I would say any means of energy generation that loses 20% of its power just to reach its end-user point is inherently flawed and unsustainable. Would you continue to consider gasoline combustion engines as a viable technology if it took everyone a 1/5th of tank of gas just to get home from the gas station? Why we stand for it with electricity is purely laziness about making the hard changeover to new technologies (like the days when people thought computers were just too complicated and out of reach for any average person to ever be able to use.)

Trust me folks, the solutions are within reach. We just need a concerted shift of public resources against oil's subsidization and into production capacity and technology development for these non-carbon-based energy generation systems. They are already here but have been left to the side by 19th Century thinking dominating the landscape of energy generation.

We don't continue to use oil/coal/gas because there are no alternatives. The alternatives are not used because we continue to blaze away oil/coal/gas as if it will last forever. Oil is doomed, but we don't have to be. We just have to throw off its chains first.

As far as nuclear energy it is like every carbon burning mass-generation system (coal, gas, etc.), wasteful and unsustainable but a THOUSAND TIMES MORE DANGEROUS - an insane gamble charged to the expense of future generations. Nuclear power is the most expensive and dangerous means of energy generation conceivable. The by-products will have to be dealt with for 1000's of years, they are deadly, and the risk of an accident is apocalyptic. We do not need to build so much as one more potential Chernobyl. The risk simply is NOT worth it.

The true costs of all of these old world power plants (environmental damage, exhaustion of precious natural resources, dangerous if not deadly by-products) are externalized by these corporate providers. They scour, scar, and deplete the Earth to keep themselves in business but then pass along the tab to all of us. They pay themselves from the pockets of those who will come after us to finally clean it all up. These people will never make room for any alternatives removing them from the equation. They must be PUSHED aside by citizen action in market choice.

Let's think a little bit more about posterity and what messes we will leave future generations in order to serve our selfish, short-term thirst for ease and opulence.
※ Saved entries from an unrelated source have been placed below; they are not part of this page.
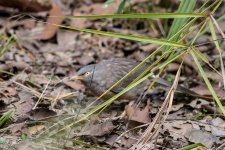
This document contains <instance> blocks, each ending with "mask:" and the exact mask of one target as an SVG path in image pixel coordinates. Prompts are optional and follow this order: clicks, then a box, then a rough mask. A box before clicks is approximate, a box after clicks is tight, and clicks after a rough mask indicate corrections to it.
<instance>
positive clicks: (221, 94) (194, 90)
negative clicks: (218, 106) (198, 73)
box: [191, 85, 225, 99]
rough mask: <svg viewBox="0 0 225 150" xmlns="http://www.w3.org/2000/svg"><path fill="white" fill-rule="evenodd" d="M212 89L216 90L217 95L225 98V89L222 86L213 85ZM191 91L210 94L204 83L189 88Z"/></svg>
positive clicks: (222, 98)
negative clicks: (202, 84) (224, 90)
mask: <svg viewBox="0 0 225 150" xmlns="http://www.w3.org/2000/svg"><path fill="white" fill-rule="evenodd" d="M213 88H214V90H215V91H216V93H217V95H218V96H219V97H220V98H221V99H225V91H224V90H223V89H222V88H219V87H213ZM191 90H192V91H195V92H196V93H197V94H199V95H202V96H210V95H211V93H210V91H209V90H208V87H207V86H205V85H199V86H196V87H194V88H192V89H191Z"/></svg>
THE APPLE CART HAS TO BE UPSET TO GET RID OF THE BAD APPLES. The stakes are too high now for micro-economic interests to dominate and endanger us any more.
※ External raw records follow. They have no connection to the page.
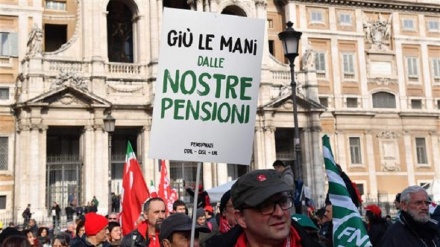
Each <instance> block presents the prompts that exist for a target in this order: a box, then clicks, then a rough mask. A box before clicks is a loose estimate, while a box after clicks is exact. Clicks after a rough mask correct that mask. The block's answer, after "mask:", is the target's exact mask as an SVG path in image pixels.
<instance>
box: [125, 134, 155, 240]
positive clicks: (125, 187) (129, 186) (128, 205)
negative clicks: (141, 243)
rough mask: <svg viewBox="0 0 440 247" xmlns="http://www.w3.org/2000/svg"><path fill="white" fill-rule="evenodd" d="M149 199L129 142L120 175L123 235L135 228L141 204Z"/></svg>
mask: <svg viewBox="0 0 440 247" xmlns="http://www.w3.org/2000/svg"><path fill="white" fill-rule="evenodd" d="M149 197H150V192H149V191H148V187H147V184H146V183H145V180H144V176H143V175H142V170H141V167H140V166H139V163H138V161H137V159H136V154H135V153H134V152H133V148H132V147H131V144H130V142H128V144H127V153H126V156H125V164H124V173H123V175H122V197H121V198H122V201H121V205H122V210H121V227H122V233H123V235H127V234H128V233H129V232H130V231H132V230H133V229H134V228H135V222H136V220H137V219H138V218H139V216H140V215H141V212H142V205H143V203H144V202H145V201H146V200H147V199H148V198H149Z"/></svg>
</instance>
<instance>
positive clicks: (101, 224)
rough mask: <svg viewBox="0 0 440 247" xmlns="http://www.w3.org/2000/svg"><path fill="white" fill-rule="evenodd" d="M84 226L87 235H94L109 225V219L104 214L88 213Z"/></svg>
mask: <svg viewBox="0 0 440 247" xmlns="http://www.w3.org/2000/svg"><path fill="white" fill-rule="evenodd" d="M84 217H85V222H84V228H85V230H86V235H87V236H94V235H96V234H97V233H98V232H100V231H101V230H102V229H104V228H105V227H106V226H107V225H108V220H107V218H105V217H104V216H102V215H99V214H96V213H88V214H86V215H85V216H84Z"/></svg>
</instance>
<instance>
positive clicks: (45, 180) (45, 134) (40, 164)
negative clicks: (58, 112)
mask: <svg viewBox="0 0 440 247" xmlns="http://www.w3.org/2000/svg"><path fill="white" fill-rule="evenodd" d="M47 128H48V127H47V126H45V125H40V127H39V131H38V132H39V133H38V136H39V137H38V139H39V144H40V145H39V147H38V149H39V150H38V152H39V167H38V169H39V171H38V185H39V186H40V188H39V190H38V191H39V195H38V204H39V205H45V204H46V196H42V195H46V181H47V177H46V167H47V166H46V162H47V150H46V147H47ZM42 208H44V207H43V206H42Z"/></svg>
Remember, Photovoltaic Hydrogen Power - coming to a breaker box (really) near you!!

At 4/27/2006 6:54 AM, Blogger Anna Venger said...


Do you have figures for these proposals?

How many square miles would it take of solar cells to replace one urban power plant, for example?

What is the cost to make and implement the forms of energy you are advocating?

There is always a cost involved in packaging and distributing power. Even hydrogen needs to be made more dense bec it is such a low density element.

In speaking with someone who has expertise in this field, I learned that one of the crucial issues involved in the use of fuel cells is cost, as in, it would be an order of magnitude difference for a fuel cell engine v. an internal combustion engine---the difference bet. a car costing $20,000 v $200,000. For a house, a fuel cell large enough to power a home could cost as much as the home itself.

These forms of energy have uses esp in specialty areas and can be used to supplement energy, but they, unfortunately, are not viable to meet the energy needs of a nation.